A celebração da Semana Santa em Badajoz apresenta-se como uma amálgama de espiritualidade, história, arte, cor e sobriedade, fundidas num esplendor que lhe valeu o reconhecimento como “Festa de Interesse Turístico Nacional” em 2011.

A tradição arraigada da Semana Maior de Badajoz remonta ao século XVI, com mais de quarenta irmandades que desfilaram pelas suas ruas ao longo dos anos. Actualmente, onze irmandades, cada uma com a sua história, expõem monumentos e obras de arte nos recantos mais pitorescos do centro histórico, graças ao trabalho silencioso dos costaleros, encarregados de carregar as escadas.

O início da festa acontece na Sexta-feira das Dores e culmina no Domingo de Páscoa, marcando cada dia com procissões únicas e emocionantes, destacando-se especialmente a Quinta-feira Santa com a partida da Padroeira, a Virgem de Soledad.

A Semana Santa em Badajoz não se limita apenas a ser um evento religioso, mas também representa um testemunho vivo da rica história, da arte excepcional, da devoção palpável e da tradição profundamente enraizada na cidade.

A Pontifícia e Real Irmandade e Irmandade de Nossa Senhora da Solidão guarda um notável tesouro artístico, sendo o seu imaginário um dos seus principais bens. Apesar da fama e devoção que rodeia a Virgem de Soledad, a ermida de Soledad alberga outras jóias, como o Cristo da Humildade e da Paciência, conhecido como “El Amarrao”, recentemente atribuído à oficina de Pedro Roldán, do século XVII.

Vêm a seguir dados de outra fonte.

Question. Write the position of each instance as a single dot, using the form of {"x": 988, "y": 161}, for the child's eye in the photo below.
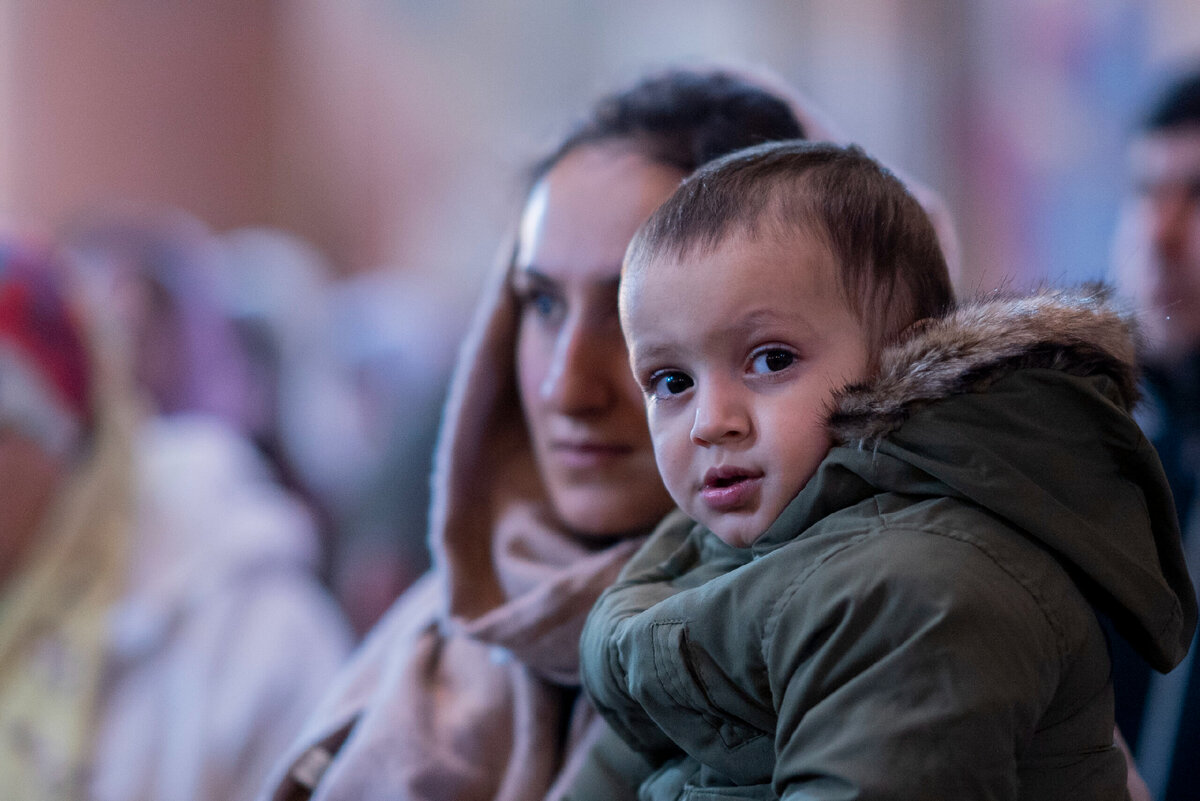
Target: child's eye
{"x": 667, "y": 384}
{"x": 773, "y": 360}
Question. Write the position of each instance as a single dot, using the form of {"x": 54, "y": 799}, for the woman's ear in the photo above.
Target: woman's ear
{"x": 916, "y": 329}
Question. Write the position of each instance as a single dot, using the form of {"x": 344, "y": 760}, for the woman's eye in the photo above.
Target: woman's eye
{"x": 666, "y": 385}
{"x": 772, "y": 361}
{"x": 540, "y": 302}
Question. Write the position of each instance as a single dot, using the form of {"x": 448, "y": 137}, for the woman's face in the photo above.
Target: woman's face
{"x": 581, "y": 404}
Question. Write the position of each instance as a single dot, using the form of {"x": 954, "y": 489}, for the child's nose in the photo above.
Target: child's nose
{"x": 720, "y": 416}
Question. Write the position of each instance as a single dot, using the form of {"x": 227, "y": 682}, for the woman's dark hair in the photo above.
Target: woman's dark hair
{"x": 684, "y": 119}
{"x": 1179, "y": 106}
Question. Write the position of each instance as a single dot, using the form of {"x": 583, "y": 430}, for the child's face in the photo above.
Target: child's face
{"x": 738, "y": 353}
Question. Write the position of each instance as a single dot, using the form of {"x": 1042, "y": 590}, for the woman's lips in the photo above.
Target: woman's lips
{"x": 726, "y": 489}
{"x": 588, "y": 455}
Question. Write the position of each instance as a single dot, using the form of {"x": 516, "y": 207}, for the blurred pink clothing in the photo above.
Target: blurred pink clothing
{"x": 223, "y": 638}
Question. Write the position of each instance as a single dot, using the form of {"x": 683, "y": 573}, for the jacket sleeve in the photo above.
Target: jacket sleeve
{"x": 642, "y": 584}
{"x": 915, "y": 669}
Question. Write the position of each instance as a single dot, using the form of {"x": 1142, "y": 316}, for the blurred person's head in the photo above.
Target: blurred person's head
{"x": 155, "y": 270}
{"x": 1157, "y": 254}
{"x": 581, "y": 405}
{"x": 45, "y": 395}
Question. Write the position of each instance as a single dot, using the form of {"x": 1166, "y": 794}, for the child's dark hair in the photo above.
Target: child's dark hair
{"x": 891, "y": 264}
{"x": 683, "y": 118}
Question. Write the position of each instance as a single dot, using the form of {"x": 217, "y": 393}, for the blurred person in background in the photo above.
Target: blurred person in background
{"x": 310, "y": 413}
{"x": 1157, "y": 266}
{"x": 161, "y": 632}
{"x": 545, "y": 481}
{"x": 160, "y": 271}
{"x": 390, "y": 332}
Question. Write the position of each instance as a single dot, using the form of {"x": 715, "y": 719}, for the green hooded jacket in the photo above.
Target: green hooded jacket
{"x": 923, "y": 620}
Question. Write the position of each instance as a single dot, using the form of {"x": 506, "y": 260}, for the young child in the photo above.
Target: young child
{"x": 907, "y": 519}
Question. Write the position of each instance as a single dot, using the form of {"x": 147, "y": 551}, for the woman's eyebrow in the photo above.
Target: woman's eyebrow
{"x": 531, "y": 275}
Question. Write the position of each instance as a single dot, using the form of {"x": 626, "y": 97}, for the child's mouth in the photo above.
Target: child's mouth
{"x": 726, "y": 488}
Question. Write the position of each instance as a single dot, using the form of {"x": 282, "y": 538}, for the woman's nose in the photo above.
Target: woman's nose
{"x": 579, "y": 378}
{"x": 720, "y": 416}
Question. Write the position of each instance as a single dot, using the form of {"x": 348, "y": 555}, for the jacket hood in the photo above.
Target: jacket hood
{"x": 1021, "y": 404}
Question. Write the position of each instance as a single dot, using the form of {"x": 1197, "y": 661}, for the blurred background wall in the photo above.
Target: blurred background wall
{"x": 391, "y": 132}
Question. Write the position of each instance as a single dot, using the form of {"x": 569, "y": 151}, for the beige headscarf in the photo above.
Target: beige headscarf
{"x": 54, "y": 612}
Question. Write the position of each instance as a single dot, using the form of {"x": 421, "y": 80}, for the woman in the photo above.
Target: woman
{"x": 160, "y": 626}
{"x": 545, "y": 481}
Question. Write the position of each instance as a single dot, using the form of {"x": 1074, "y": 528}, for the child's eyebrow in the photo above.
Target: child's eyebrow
{"x": 653, "y": 351}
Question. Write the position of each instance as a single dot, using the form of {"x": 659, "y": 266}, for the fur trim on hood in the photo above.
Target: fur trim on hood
{"x": 1079, "y": 331}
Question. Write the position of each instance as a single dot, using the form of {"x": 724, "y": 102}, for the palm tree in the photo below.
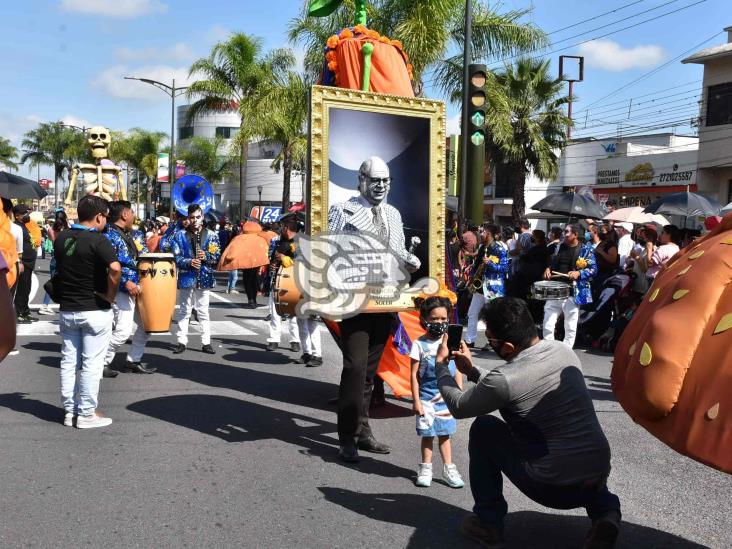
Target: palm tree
{"x": 202, "y": 156}
{"x": 432, "y": 34}
{"x": 231, "y": 73}
{"x": 279, "y": 114}
{"x": 49, "y": 144}
{"x": 8, "y": 154}
{"x": 526, "y": 125}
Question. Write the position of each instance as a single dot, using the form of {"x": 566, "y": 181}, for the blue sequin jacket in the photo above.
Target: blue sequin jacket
{"x": 182, "y": 248}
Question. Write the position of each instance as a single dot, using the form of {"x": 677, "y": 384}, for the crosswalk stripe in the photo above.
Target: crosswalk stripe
{"x": 218, "y": 328}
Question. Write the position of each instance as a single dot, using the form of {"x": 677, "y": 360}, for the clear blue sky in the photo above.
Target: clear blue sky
{"x": 65, "y": 59}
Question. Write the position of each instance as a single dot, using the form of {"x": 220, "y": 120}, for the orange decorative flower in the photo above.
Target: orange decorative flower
{"x": 332, "y": 42}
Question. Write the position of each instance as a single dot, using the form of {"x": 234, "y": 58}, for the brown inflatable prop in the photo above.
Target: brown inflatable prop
{"x": 247, "y": 250}
{"x": 673, "y": 365}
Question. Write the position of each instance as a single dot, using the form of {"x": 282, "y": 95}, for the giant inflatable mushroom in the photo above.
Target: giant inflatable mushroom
{"x": 672, "y": 371}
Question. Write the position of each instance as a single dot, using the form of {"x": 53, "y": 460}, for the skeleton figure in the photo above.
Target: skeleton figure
{"x": 101, "y": 178}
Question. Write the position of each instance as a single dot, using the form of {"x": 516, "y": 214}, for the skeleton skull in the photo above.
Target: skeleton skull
{"x": 99, "y": 140}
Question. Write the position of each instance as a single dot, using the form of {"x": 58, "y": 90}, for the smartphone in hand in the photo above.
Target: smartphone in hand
{"x": 454, "y": 336}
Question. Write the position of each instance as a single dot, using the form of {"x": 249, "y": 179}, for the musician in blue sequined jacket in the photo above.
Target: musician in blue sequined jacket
{"x": 182, "y": 247}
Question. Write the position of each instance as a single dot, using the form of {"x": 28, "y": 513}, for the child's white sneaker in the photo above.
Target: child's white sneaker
{"x": 424, "y": 475}
{"x": 451, "y": 476}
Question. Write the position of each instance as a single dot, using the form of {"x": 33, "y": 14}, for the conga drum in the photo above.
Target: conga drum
{"x": 156, "y": 302}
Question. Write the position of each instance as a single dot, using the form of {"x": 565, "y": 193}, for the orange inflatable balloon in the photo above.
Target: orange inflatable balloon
{"x": 672, "y": 371}
{"x": 8, "y": 249}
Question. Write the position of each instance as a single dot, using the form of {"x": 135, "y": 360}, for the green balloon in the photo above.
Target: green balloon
{"x": 323, "y": 8}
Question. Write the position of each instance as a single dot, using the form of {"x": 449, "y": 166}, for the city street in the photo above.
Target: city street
{"x": 239, "y": 449}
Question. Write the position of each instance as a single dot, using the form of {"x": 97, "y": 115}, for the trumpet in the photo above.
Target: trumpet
{"x": 476, "y": 282}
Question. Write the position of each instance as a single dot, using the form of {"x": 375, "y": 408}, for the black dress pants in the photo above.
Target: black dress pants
{"x": 250, "y": 282}
{"x": 362, "y": 341}
{"x": 22, "y": 293}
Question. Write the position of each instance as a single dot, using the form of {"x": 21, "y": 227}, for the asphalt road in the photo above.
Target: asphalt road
{"x": 239, "y": 449}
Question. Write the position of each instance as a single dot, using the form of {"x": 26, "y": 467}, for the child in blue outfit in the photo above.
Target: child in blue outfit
{"x": 433, "y": 417}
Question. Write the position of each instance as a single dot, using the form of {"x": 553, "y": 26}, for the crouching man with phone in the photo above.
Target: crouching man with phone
{"x": 549, "y": 444}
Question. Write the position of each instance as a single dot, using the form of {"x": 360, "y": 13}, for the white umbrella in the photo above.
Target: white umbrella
{"x": 636, "y": 215}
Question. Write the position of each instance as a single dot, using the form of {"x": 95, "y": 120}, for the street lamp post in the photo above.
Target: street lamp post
{"x": 172, "y": 92}
{"x": 259, "y": 202}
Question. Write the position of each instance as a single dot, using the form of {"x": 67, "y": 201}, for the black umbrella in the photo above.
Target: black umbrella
{"x": 15, "y": 186}
{"x": 571, "y": 205}
{"x": 685, "y": 204}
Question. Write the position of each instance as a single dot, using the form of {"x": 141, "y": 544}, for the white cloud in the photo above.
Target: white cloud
{"x": 611, "y": 56}
{"x": 114, "y": 8}
{"x": 175, "y": 53}
{"x": 217, "y": 33}
{"x": 453, "y": 125}
{"x": 112, "y": 81}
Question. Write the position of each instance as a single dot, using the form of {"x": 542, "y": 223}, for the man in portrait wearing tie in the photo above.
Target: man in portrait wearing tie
{"x": 363, "y": 336}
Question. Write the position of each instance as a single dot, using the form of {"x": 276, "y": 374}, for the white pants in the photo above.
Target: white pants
{"x": 552, "y": 309}
{"x": 476, "y": 305}
{"x": 275, "y": 324}
{"x": 309, "y": 331}
{"x": 189, "y": 299}
{"x": 126, "y": 319}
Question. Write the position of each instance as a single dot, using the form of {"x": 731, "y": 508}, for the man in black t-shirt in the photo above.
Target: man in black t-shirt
{"x": 21, "y": 213}
{"x": 85, "y": 287}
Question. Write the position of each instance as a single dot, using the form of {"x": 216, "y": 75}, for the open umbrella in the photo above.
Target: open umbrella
{"x": 637, "y": 216}
{"x": 570, "y": 205}
{"x": 685, "y": 204}
{"x": 15, "y": 186}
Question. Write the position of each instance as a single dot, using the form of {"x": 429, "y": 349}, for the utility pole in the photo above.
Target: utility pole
{"x": 172, "y": 91}
{"x": 464, "y": 130}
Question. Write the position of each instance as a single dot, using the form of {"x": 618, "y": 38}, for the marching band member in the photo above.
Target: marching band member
{"x": 282, "y": 253}
{"x": 126, "y": 315}
{"x": 197, "y": 252}
{"x": 577, "y": 261}
{"x": 492, "y": 261}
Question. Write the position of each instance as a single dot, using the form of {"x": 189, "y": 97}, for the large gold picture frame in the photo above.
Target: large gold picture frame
{"x": 323, "y": 101}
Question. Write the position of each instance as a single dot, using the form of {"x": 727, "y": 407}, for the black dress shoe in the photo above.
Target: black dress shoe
{"x": 370, "y": 444}
{"x": 304, "y": 359}
{"x": 348, "y": 453}
{"x": 314, "y": 362}
{"x": 137, "y": 367}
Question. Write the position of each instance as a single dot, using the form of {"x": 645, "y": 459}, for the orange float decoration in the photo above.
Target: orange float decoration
{"x": 672, "y": 371}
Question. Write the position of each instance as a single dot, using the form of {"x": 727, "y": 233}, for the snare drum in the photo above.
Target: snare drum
{"x": 550, "y": 290}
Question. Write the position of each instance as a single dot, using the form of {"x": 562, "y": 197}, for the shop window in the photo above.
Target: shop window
{"x": 719, "y": 104}
{"x": 226, "y": 132}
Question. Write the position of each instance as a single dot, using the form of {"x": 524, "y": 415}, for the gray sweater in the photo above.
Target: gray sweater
{"x": 542, "y": 396}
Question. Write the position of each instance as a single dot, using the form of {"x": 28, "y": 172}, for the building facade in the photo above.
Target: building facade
{"x": 263, "y": 184}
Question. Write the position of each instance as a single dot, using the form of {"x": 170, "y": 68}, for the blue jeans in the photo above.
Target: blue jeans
{"x": 233, "y": 278}
{"x": 494, "y": 451}
{"x": 85, "y": 337}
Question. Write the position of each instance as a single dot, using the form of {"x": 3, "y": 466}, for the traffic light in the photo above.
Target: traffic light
{"x": 475, "y": 180}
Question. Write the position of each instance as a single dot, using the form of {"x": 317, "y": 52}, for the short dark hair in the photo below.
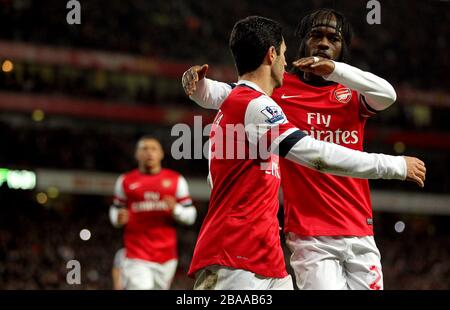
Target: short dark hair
{"x": 250, "y": 40}
{"x": 312, "y": 19}
{"x": 147, "y": 137}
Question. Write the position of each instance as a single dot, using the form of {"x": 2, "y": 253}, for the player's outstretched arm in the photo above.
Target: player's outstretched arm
{"x": 377, "y": 92}
{"x": 181, "y": 206}
{"x": 264, "y": 118}
{"x": 207, "y": 93}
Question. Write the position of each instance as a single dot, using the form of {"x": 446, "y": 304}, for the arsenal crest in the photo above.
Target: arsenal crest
{"x": 166, "y": 183}
{"x": 343, "y": 95}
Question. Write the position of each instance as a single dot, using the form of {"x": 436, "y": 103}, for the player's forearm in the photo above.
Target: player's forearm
{"x": 210, "y": 94}
{"x": 378, "y": 92}
{"x": 185, "y": 215}
{"x": 338, "y": 160}
{"x": 114, "y": 216}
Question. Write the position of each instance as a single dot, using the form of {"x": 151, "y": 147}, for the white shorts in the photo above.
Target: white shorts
{"x": 335, "y": 263}
{"x": 144, "y": 275}
{"x": 223, "y": 278}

A ermida revela mistérios adicionais, como o Cristo Ressuscitado do século XVII, chamado Cristo da Vitória, triunfante sobre a caveira e a cobra nas escadas que conduzem à capela superior. Destacando-se na parede lateral desta capela, um crucificado moribundo, de traços atormentados mas serenos, acrescenta intriga ao conjunto.

A surpresa se intensifica ao descobrir uma surpreendente semelhança com o Cristo da Expiração, conhecido como “El Silencio”, de Granada. Investigando, revela-se que a imagem de Granada, obra do imageador José de Mora, compartilha semelhanças marcantes com o crucificado de La Soledad. Ambos apresentam um realismo trágico, destacando a influência das últimas obras de Mora.

Embora alguns possam sugerir que a figura crucificada de Soledad possa ser uma cópia posterior de José de Mora, a hipótese está sujeita a pesquisas futuras. Contudo, a falta de razões para a realização de replicações neste contexto torna esta possibilidade improvável.